On the other hand, the KRA argued that Kenyan withholding tax should be applicable on the consultancy payments made by McKinsey Kenya Branch since:
- the services comprised management and professional fees under the Kenyan Income Tax Act and should thus be subject to withholding tax at the rate of 20% (which is the rate applicable to payments made to non-resident persons without a permanent establishment in Kenya);
- the DTT does not contain an Article specifically addressing management and professional fees. Accordingly, such income should be taxed under Article 22 (3) of the DTT, which provides that items of income of a South African resident not specifically covered under other Articles of the DTT may also be taxed in Kenya; and
- Article 7(7) of the DTT gives precedence to all other Articles within the DTT, which have provided for the item of income in question. KRA’s argument was that, as consultancy services would be covered under Article 22 (other income), then Article 7 (business profits) would not apply to the consultancy services.
The TAT’s Judgment
The TAT dismissed the KRA’s assessment for withholding tax and held that:
- the consultancy fees should be taxed as business profits under Article 7 of the DTT since the services provided would fall within the definition of “business” under the Income Tax Act.
The TAT relied on the definition of “business” under the Income Tax Act since the DTT does not contain a definition for the term;
- since the KRA had not established that McKinsey SA has a permanent establishment in Kenya, the right to tax the consultancy fees is in the country of residence of McKinsey SA, in this case South Africa; and
- taxation as other income under Article 22 would only arise where taxation of the income has not otherwise been dealt with in the DTT. In this case, taxation of the consultancy services had been dealt with under Article 7 of the DTT and accordingly taxation under Article 22 would not be applicable.

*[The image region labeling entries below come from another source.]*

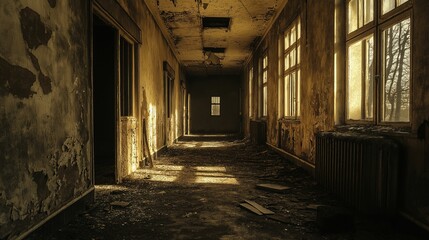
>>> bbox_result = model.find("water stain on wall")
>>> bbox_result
[19,7,52,49]
[0,57,36,99]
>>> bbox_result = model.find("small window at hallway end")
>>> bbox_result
[211,97,220,116]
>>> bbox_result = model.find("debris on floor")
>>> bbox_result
[244,200,274,215]
[110,201,130,208]
[38,137,423,240]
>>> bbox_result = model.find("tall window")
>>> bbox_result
[346,0,412,123]
[283,18,301,119]
[211,97,220,116]
[248,67,253,117]
[261,52,268,117]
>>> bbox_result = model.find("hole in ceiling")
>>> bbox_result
[203,17,231,28]
[203,47,225,53]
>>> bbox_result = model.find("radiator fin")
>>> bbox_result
[316,132,399,213]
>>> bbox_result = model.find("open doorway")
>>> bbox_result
[93,15,117,184]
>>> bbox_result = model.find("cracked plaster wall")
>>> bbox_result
[243,0,429,229]
[0,0,92,239]
[243,0,334,164]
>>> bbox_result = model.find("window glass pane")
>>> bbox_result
[296,45,301,64]
[290,72,296,116]
[296,70,301,116]
[249,68,253,116]
[285,32,289,49]
[290,48,296,67]
[383,18,411,122]
[397,0,409,6]
[363,0,374,24]
[365,36,374,119]
[358,0,364,28]
[285,53,290,70]
[263,85,268,116]
[347,0,358,33]
[381,0,395,14]
[284,75,290,116]
[212,105,220,116]
[262,70,267,83]
[290,26,296,45]
[347,41,362,120]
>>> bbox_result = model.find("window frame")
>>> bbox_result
[259,49,269,119]
[344,0,414,124]
[118,34,136,117]
[210,96,221,117]
[247,66,254,118]
[279,15,302,121]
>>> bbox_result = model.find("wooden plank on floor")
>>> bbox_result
[256,183,290,193]
[244,200,274,215]
[240,203,263,216]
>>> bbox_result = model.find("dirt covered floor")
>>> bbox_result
[43,137,423,240]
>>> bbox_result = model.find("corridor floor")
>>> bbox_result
[43,137,420,240]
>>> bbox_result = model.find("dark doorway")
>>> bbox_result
[93,15,116,184]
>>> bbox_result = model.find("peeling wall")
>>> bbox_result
[244,0,334,164]
[118,0,186,153]
[0,0,92,239]
[243,0,429,227]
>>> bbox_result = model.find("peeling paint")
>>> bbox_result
[33,171,50,201]
[19,7,52,49]
[39,72,52,94]
[48,0,57,8]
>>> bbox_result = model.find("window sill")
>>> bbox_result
[278,117,301,124]
[335,124,416,137]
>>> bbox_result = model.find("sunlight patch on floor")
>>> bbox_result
[195,176,239,185]
[95,184,128,191]
[195,166,226,172]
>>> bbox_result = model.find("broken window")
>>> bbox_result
[346,0,411,123]
[119,37,134,116]
[211,97,220,116]
[280,18,301,119]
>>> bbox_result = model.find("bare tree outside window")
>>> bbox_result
[383,18,411,122]
[346,0,412,124]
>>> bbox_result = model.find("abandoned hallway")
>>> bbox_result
[30,136,425,240]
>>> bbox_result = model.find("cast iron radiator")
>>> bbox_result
[316,132,399,214]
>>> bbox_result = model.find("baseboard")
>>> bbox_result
[266,143,316,177]
[17,187,95,239]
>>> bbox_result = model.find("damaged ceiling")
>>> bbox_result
[152,0,285,75]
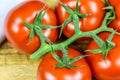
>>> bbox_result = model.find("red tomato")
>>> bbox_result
[5,1,58,54]
[87,32,120,80]
[56,0,105,40]
[37,48,92,80]
[108,0,120,32]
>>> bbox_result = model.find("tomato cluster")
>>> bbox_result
[5,0,120,80]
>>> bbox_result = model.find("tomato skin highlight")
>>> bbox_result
[108,0,120,32]
[87,32,120,80]
[55,0,105,40]
[37,48,92,80]
[5,1,58,54]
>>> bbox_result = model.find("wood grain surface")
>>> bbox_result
[0,0,57,80]
[0,0,89,80]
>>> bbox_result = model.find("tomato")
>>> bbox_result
[5,0,58,54]
[108,0,120,32]
[87,32,120,80]
[37,48,92,80]
[55,0,105,40]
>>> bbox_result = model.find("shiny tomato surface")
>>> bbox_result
[5,0,58,54]
[108,0,120,32]
[37,48,92,80]
[87,32,120,80]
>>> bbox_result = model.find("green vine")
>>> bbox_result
[24,0,120,68]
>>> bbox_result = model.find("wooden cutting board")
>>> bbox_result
[0,41,41,80]
[0,0,89,80]
[0,40,89,80]
[0,0,57,80]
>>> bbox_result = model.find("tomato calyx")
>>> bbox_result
[23,5,60,40]
[59,0,90,37]
[86,32,116,59]
[51,47,87,68]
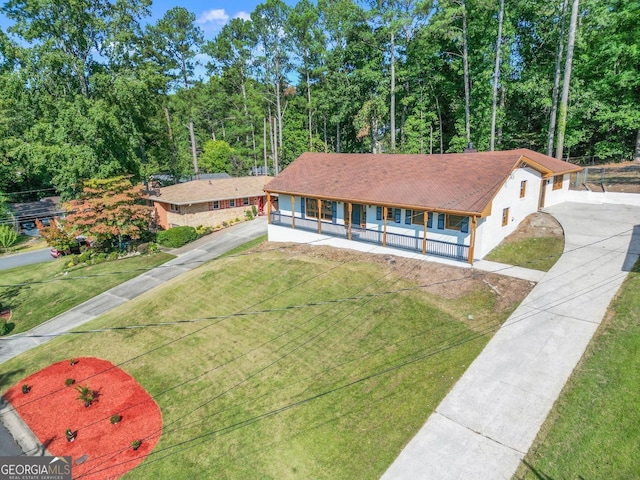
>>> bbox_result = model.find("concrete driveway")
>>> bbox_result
[382,203,640,480]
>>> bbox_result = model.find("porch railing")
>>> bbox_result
[271,212,469,260]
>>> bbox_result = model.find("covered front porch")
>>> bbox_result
[269,210,475,263]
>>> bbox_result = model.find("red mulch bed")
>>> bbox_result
[4,357,162,480]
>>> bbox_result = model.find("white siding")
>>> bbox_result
[474,167,542,259]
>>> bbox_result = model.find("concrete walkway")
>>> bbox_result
[0,217,267,364]
[382,203,640,480]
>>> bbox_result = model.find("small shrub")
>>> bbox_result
[76,250,91,263]
[157,227,198,248]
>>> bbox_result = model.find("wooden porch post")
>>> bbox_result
[382,207,387,247]
[468,215,478,265]
[422,212,429,255]
[267,192,271,223]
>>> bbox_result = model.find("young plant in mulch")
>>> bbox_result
[76,385,96,408]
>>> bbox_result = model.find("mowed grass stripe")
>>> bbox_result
[4,251,513,479]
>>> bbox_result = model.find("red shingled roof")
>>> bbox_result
[264,149,581,214]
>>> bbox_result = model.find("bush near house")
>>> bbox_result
[156,227,198,248]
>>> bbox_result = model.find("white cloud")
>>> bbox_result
[196,8,229,25]
[233,12,251,20]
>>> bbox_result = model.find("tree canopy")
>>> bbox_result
[0,0,640,199]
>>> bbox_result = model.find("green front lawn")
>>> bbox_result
[0,249,515,479]
[515,264,640,480]
[0,253,174,334]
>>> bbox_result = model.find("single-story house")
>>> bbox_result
[264,149,581,263]
[148,176,272,229]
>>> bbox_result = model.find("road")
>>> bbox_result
[0,247,53,270]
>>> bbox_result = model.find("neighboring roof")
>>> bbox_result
[149,176,272,205]
[11,197,63,221]
[265,148,581,215]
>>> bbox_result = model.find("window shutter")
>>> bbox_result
[460,217,469,233]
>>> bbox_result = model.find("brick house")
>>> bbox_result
[148,176,271,229]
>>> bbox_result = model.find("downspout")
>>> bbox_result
[467,215,478,265]
[422,212,429,255]
[267,192,271,224]
[382,207,387,247]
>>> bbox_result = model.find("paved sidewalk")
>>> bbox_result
[0,217,267,364]
[382,203,640,480]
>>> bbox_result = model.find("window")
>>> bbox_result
[305,198,334,220]
[447,215,467,230]
[553,175,564,190]
[520,180,527,198]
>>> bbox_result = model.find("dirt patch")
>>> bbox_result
[503,212,564,243]
[4,357,162,480]
[252,242,536,313]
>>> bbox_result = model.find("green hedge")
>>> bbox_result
[156,227,198,248]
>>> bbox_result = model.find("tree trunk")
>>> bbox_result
[305,67,313,152]
[489,0,504,152]
[462,0,471,144]
[189,117,199,180]
[390,32,396,153]
[164,107,178,183]
[556,0,579,160]
[547,0,569,157]
[262,117,269,175]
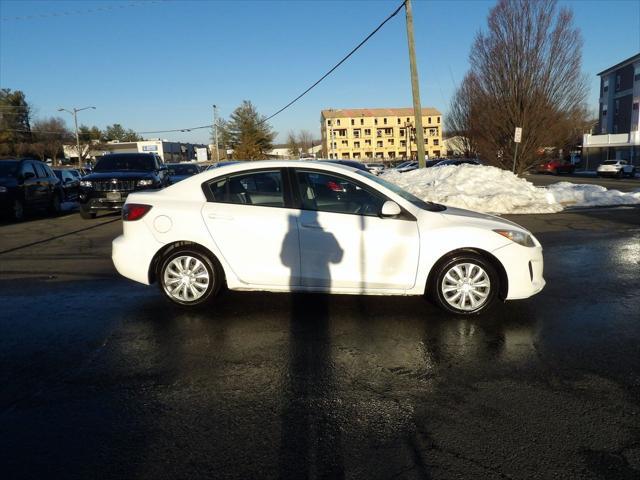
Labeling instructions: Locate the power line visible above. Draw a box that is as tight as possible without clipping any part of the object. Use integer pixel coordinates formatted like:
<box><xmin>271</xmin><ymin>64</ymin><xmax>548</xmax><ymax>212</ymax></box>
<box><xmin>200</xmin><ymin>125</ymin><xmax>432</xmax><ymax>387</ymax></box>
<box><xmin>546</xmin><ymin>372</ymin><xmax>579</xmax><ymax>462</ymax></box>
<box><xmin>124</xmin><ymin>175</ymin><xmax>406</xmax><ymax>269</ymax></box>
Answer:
<box><xmin>71</xmin><ymin>1</ymin><xmax>405</xmax><ymax>139</ymax></box>
<box><xmin>0</xmin><ymin>0</ymin><xmax>161</xmax><ymax>22</ymax></box>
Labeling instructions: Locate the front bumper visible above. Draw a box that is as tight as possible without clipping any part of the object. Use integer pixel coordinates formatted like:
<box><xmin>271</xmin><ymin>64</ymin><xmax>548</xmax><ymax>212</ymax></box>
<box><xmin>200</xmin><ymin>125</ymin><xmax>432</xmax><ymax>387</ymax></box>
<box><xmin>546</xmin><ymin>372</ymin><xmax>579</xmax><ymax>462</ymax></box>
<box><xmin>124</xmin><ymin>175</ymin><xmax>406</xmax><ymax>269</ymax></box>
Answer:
<box><xmin>492</xmin><ymin>242</ymin><xmax>546</xmax><ymax>300</ymax></box>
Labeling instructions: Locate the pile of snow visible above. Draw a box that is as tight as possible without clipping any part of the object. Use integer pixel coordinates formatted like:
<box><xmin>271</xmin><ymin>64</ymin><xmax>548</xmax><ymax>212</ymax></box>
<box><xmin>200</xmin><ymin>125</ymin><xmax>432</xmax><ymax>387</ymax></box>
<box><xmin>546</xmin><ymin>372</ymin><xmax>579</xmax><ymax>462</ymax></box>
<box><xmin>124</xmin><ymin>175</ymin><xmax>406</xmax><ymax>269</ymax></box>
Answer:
<box><xmin>383</xmin><ymin>165</ymin><xmax>640</xmax><ymax>214</ymax></box>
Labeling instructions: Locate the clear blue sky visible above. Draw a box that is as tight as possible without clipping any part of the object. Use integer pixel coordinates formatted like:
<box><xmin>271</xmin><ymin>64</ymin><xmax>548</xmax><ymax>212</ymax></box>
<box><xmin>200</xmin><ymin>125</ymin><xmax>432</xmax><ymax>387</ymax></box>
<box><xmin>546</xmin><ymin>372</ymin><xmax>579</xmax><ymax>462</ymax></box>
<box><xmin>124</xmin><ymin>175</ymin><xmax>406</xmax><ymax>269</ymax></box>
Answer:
<box><xmin>0</xmin><ymin>0</ymin><xmax>640</xmax><ymax>142</ymax></box>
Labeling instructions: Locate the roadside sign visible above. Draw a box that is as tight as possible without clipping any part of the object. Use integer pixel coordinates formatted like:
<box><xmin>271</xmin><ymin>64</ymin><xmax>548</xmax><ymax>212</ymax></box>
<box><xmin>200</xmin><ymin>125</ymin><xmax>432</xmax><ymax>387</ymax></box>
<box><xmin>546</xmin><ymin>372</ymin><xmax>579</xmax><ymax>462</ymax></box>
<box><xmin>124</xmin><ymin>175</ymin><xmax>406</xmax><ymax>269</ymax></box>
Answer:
<box><xmin>513</xmin><ymin>127</ymin><xmax>522</xmax><ymax>143</ymax></box>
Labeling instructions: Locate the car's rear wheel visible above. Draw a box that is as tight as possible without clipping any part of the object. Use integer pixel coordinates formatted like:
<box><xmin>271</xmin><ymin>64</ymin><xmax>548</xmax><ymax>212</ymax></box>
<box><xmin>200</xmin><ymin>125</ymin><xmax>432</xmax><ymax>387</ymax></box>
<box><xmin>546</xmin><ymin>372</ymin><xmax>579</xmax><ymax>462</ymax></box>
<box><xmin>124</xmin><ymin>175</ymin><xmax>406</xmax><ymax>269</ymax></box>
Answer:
<box><xmin>431</xmin><ymin>254</ymin><xmax>500</xmax><ymax>315</ymax></box>
<box><xmin>158</xmin><ymin>247</ymin><xmax>223</xmax><ymax>306</ymax></box>
<box><xmin>11</xmin><ymin>198</ymin><xmax>24</xmax><ymax>221</ymax></box>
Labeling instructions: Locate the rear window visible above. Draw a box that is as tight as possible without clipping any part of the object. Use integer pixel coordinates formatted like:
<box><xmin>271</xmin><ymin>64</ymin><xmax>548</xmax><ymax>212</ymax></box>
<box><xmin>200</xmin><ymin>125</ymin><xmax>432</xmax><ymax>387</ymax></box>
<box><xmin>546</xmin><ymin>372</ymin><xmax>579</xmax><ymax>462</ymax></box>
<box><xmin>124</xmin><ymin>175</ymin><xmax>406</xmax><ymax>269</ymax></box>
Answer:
<box><xmin>93</xmin><ymin>155</ymin><xmax>156</xmax><ymax>172</ymax></box>
<box><xmin>0</xmin><ymin>160</ymin><xmax>19</xmax><ymax>177</ymax></box>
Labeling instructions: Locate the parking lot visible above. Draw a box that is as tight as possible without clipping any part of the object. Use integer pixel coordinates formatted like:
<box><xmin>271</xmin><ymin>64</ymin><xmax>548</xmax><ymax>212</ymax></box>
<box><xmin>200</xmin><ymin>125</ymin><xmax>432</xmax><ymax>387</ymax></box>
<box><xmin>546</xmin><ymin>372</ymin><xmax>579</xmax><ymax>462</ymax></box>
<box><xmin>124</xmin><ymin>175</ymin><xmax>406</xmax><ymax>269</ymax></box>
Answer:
<box><xmin>0</xmin><ymin>203</ymin><xmax>640</xmax><ymax>479</ymax></box>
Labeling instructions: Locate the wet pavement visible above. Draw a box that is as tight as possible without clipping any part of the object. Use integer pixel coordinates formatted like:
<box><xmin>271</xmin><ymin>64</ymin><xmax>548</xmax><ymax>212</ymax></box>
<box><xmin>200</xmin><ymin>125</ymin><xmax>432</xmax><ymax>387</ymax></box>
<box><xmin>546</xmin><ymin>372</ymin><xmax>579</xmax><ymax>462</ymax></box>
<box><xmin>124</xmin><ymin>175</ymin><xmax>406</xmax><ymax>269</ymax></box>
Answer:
<box><xmin>0</xmin><ymin>207</ymin><xmax>640</xmax><ymax>479</ymax></box>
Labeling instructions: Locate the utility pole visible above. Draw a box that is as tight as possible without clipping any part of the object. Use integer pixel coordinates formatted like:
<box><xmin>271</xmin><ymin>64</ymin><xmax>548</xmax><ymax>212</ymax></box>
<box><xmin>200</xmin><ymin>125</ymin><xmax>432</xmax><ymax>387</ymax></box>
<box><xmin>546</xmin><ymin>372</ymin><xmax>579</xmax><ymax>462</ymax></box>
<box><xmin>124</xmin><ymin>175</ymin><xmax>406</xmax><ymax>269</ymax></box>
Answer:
<box><xmin>58</xmin><ymin>107</ymin><xmax>96</xmax><ymax>168</ymax></box>
<box><xmin>213</xmin><ymin>105</ymin><xmax>220</xmax><ymax>163</ymax></box>
<box><xmin>404</xmin><ymin>0</ymin><xmax>426</xmax><ymax>168</ymax></box>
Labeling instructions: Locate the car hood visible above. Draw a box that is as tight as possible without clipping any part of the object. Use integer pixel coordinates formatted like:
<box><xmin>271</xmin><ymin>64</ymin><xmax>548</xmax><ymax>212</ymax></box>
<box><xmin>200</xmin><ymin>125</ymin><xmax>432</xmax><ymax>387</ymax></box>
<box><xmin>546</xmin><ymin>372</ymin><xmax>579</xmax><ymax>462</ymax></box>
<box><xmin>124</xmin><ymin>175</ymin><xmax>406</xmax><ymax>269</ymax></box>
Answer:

Putting it into perspective
The TAT judgment brings some much needed clarity on a matter that has long been in dispute between the KRA and taxpayers on taxation of management and professional fees paid by Kenyan resident persons (or non-resident persons with a permanent establishment in Kenya) to non-resident persons under the Kenya-South Africa DTT, the Kenya-France DTT and the Kenya-Netherlands DTT (yet to come into force) which do not include articles expressly addressing management and professional fees.
It remains to be seen whether the KRA will appeal the judgment or grant refunds to (a) non-resident persons who have been subjected to withholding tax deductions on the basis of an erroneous interpretation of the above DTTs, or (b) Kenyan taxpayers (Kenyan resident persons or non-resident persons with a permanent establishment in Kenya) who have been subjected to penalties and interest for failure to deduct withholding tax on such payments based on the KRA’s erroneous assessment. This would also have an impact on Kenyan taxpayers who have borne such withholding taxes under contracts with gross up provisions.
Going forward, Kenyan persons entering into contracts for the provision of services with South African or French resident persons, should consider whether there is any need for gross up provisions in such contracts (since withholding tax will not be applicable on payments under such contracts).